Varios expertos consultados aseguran que el informe geólogico que se debía de hacer en el proyecto es algo nuclear a lo que se debe prestar máxima importancia. “Se hacen estudios larguísimos, de 10 o 15 años, con muchos parámetros, y en muchas ocasiones se desecha el proyecto porque no se ve viable”, explicaron en una empresa del sector.

La Generalitat afirma que alertó dos veces de los riesgos sísmicos

En el ámbito político, el presidente de la Diputación de Castellón, Javier Molinero, anunció que la corporación provincial emprenderá acciones legales “contra los exministros responsables de la tramitación y la adjudicación del proyecto”. Apuntando a Cristina Narbona, Elena Espinosa, Miguel Sebastián y Joan Clos por sus distintas responsabilidades entonces.

La Generalitat asegura que advirtió en dos ocasiones, en 2007 y 2008, de la necesidad de analizar las consecuencias sísmicas de la puesta en marcha del proyecto Castor. Así consta en dos informes de la Dirección General de Políticas Ambientales y Sostenibilidad, en los que se recomendaba que “debido a la singularidad y magnitud del proyecto, el Instituto Geológico de Cataluña emita informe en relación a los diferentes aspectos asociados al proyecto en el campo de la geología y de las disciplinas que están relacionadas”. El Gobierno desoyó aquella petición, según denunció ayer el consejero catalán de Territorio, Santi Vila. “Seguramente no era preceptivo, pero no se hizo”, dijo, poco después de informar sobre un nuevo terremoto de magnitud 4,2 en la costa de Tarragona.

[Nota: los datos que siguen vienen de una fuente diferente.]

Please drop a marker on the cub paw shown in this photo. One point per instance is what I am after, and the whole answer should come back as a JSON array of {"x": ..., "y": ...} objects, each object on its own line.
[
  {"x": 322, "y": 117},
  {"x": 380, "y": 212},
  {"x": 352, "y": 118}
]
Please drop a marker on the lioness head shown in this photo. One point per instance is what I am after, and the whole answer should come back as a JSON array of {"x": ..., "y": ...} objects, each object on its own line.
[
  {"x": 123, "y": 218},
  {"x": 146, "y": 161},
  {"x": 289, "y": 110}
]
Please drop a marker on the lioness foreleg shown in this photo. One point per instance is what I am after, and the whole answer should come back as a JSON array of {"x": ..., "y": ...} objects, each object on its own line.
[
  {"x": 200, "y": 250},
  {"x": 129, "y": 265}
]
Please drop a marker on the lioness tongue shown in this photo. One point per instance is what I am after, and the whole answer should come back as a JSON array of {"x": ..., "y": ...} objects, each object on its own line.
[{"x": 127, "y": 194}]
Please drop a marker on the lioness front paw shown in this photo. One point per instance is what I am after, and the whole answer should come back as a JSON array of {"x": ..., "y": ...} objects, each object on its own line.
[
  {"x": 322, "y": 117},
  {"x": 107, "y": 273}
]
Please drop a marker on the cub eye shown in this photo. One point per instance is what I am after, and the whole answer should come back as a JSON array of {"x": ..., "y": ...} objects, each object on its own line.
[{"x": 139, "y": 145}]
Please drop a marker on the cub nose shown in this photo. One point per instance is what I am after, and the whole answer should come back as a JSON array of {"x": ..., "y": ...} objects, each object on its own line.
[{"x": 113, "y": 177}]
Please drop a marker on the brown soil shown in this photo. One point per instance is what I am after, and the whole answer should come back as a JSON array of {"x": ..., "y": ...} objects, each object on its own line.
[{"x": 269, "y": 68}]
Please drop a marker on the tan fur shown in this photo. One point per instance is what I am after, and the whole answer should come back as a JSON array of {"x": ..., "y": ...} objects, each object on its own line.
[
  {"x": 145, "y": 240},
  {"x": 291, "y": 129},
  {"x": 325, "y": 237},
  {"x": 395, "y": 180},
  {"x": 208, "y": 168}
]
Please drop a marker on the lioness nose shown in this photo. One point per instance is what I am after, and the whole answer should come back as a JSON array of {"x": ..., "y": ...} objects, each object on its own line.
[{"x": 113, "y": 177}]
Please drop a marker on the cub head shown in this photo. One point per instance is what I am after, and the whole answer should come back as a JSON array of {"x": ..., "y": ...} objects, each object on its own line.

Los vecinos de las poblaciones cercanas al almacén de gas viven con incertidumbre los temblores. “Estaba durmiendo y se movió la puerta del armario que tengo justo detrás, me asusté y desperté de golpe, fue algo muy raro, nunca había sentido nada similar”, relató Ricard Fuster, residente en Alcanar. “Me pasé media noche en vela. En mi casa se han notado los dos terremotos más fuertes y en mi calle todos temblábamos”, contó Subirats.

Elena Espinosa, ministra de Medio Ambiente (PSOE) cuando se concedió la declaración de impacto ambiental, reclamó transparencia. “Estoy a disposición del Gobierno si quiere revisar el expediente, al que ahora no tengo acceso. No se pueden hacer acusaciones sin analizar bien lo que ha pasado, y no se puede mirar solo a la evaluación de impacto ambiental. Hay muchos otros departamentos implicados”, dijo. “Una cosa son los proyectos que se aprueban y otra cómo se ejecutan”, apuntó.

Mari Ángeles López Lax, de la red de abogados para la defensa ambiental cree que en estos informes ambientales deben recoger todos los posibles efectos sobre las personas y el medio ambiente. “La ley no entra en el detalle sobre si hace falta un estudio sísmico o no. El primer obligado a hacerlo es el promotor y la administración es responsable de controlarlo”, contempla.

Con información de Dani Cordero, Mercé Pérez, Raquel Vidales y Emilio de Benito.